Dependencia y discapacidad - proveedores, residencias, sector sociosanitario,
Balance Sociosa Balance Sociosa

Síguenos en:
Facebook
Twitter
YouTube




Sedación paliativa y ética en la alimentación al final de la vida


La necesidad de disminuir la conciencia de un enfermo en las horas anteriores a su muerte ha sido y es objeto de controversia, en sus aspectos clínicos, éticos, legales y religiosos. Además, quienes no conocen las indicaciones y la técnica de la sedación o carece de experiencia médica paliativa, pueden confundirla con una forma encubierta de eutanasia.

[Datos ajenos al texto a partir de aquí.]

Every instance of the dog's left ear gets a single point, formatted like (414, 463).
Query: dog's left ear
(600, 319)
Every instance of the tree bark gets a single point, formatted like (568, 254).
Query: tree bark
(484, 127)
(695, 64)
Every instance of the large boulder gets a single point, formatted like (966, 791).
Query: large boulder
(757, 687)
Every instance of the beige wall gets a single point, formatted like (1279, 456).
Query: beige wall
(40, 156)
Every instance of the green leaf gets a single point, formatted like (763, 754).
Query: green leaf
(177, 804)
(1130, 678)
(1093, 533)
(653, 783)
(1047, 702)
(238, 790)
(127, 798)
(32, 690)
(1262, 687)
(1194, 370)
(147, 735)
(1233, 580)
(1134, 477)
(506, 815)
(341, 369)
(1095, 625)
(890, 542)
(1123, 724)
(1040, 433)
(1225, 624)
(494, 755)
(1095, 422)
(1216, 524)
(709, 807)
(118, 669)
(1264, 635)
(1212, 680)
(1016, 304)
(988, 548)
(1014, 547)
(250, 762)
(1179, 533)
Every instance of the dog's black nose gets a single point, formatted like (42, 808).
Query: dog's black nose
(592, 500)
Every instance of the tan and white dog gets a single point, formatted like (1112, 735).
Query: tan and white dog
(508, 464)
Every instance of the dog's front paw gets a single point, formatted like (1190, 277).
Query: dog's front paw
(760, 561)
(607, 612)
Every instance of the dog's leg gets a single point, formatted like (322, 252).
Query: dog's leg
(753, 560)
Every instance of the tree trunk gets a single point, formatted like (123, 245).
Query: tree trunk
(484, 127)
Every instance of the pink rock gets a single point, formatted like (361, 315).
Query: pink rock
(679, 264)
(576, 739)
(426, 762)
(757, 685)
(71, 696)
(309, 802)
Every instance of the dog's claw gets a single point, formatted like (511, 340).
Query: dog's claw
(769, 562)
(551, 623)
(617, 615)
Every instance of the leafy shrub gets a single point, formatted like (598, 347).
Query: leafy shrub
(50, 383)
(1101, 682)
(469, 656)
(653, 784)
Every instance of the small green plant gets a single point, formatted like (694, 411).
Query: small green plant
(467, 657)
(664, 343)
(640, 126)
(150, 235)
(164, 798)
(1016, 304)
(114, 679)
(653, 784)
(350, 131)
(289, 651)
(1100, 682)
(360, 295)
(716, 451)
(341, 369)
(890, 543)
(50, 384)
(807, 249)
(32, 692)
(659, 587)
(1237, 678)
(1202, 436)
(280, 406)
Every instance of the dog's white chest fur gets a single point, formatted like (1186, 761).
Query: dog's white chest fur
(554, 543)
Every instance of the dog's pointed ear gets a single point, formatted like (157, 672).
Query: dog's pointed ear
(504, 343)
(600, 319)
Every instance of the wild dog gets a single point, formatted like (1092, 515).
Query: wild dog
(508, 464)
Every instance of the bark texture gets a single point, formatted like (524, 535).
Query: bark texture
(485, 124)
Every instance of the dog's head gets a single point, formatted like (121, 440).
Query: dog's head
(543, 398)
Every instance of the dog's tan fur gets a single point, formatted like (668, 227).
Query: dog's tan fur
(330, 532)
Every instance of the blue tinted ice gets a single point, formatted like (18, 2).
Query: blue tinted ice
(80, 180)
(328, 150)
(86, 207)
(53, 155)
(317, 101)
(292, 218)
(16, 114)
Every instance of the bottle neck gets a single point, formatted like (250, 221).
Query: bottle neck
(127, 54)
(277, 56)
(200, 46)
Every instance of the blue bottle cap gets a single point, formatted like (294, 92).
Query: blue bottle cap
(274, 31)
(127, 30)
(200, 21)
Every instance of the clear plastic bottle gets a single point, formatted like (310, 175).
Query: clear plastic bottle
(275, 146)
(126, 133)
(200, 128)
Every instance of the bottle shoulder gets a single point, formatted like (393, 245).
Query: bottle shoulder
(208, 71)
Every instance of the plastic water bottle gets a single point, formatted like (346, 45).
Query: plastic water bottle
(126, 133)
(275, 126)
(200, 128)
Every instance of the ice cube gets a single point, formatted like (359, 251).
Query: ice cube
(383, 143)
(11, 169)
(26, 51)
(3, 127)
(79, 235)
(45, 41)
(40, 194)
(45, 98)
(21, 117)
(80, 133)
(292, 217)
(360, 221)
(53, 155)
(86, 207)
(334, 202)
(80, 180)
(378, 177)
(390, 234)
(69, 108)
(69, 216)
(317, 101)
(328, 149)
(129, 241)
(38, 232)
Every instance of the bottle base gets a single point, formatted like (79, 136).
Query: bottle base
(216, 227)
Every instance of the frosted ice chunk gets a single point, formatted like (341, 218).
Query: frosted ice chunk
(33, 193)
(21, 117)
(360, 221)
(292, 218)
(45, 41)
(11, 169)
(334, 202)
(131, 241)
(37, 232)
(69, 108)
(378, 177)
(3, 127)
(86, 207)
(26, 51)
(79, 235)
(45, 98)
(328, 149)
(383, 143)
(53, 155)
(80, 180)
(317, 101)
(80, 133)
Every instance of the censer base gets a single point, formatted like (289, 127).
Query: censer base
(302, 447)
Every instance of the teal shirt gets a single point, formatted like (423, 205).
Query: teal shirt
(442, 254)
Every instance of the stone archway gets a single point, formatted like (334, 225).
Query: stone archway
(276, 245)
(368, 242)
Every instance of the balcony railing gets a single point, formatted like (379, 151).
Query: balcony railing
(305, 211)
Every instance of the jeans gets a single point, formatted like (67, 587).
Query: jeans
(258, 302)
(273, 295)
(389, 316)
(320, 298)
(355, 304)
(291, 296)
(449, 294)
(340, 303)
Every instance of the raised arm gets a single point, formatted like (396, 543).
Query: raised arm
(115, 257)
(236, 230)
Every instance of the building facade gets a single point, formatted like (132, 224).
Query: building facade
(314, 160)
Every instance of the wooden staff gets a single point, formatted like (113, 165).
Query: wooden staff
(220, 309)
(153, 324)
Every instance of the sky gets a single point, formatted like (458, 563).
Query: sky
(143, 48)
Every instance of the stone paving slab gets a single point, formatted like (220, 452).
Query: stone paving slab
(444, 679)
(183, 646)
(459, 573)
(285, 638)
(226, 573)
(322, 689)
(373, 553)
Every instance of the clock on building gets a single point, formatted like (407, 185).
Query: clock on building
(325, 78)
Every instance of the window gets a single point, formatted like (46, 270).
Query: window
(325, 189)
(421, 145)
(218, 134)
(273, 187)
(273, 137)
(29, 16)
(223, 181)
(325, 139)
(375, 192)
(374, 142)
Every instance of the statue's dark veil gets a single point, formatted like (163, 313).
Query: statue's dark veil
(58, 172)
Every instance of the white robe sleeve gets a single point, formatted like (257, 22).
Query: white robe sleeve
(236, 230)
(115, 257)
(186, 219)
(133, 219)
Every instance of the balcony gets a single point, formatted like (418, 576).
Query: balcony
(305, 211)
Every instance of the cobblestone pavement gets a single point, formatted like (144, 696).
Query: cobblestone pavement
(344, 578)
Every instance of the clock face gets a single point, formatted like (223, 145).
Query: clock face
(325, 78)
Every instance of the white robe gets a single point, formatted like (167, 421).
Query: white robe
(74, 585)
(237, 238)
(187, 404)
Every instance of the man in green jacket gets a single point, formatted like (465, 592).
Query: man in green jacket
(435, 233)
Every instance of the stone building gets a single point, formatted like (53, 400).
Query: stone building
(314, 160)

En este sentido, la formación de los médicos y el desarrollo de los cuidados paliativos es la mejor forma de evitar que ningún enfermos sufra innecesariamente al final de la vida, así como de afrontar correctamente los casos de petición de eutanasia. Por este motivo, el Grupo de Trabajo sobre “Atención médica al final de la vida” de la Organización Médica Colegial (OMC) y la Sociedad Española de Cuidados Paliativos (Secpal) ha elaborado una declaración que aborda el derecho a la sedación paliativa, que ha sido refrendado por la Asamblea General de la OMC. Asimismo, este Grupo de Trabajo ha abordado otro tema importante al final de la vida: ética en la alimentación e hidratación.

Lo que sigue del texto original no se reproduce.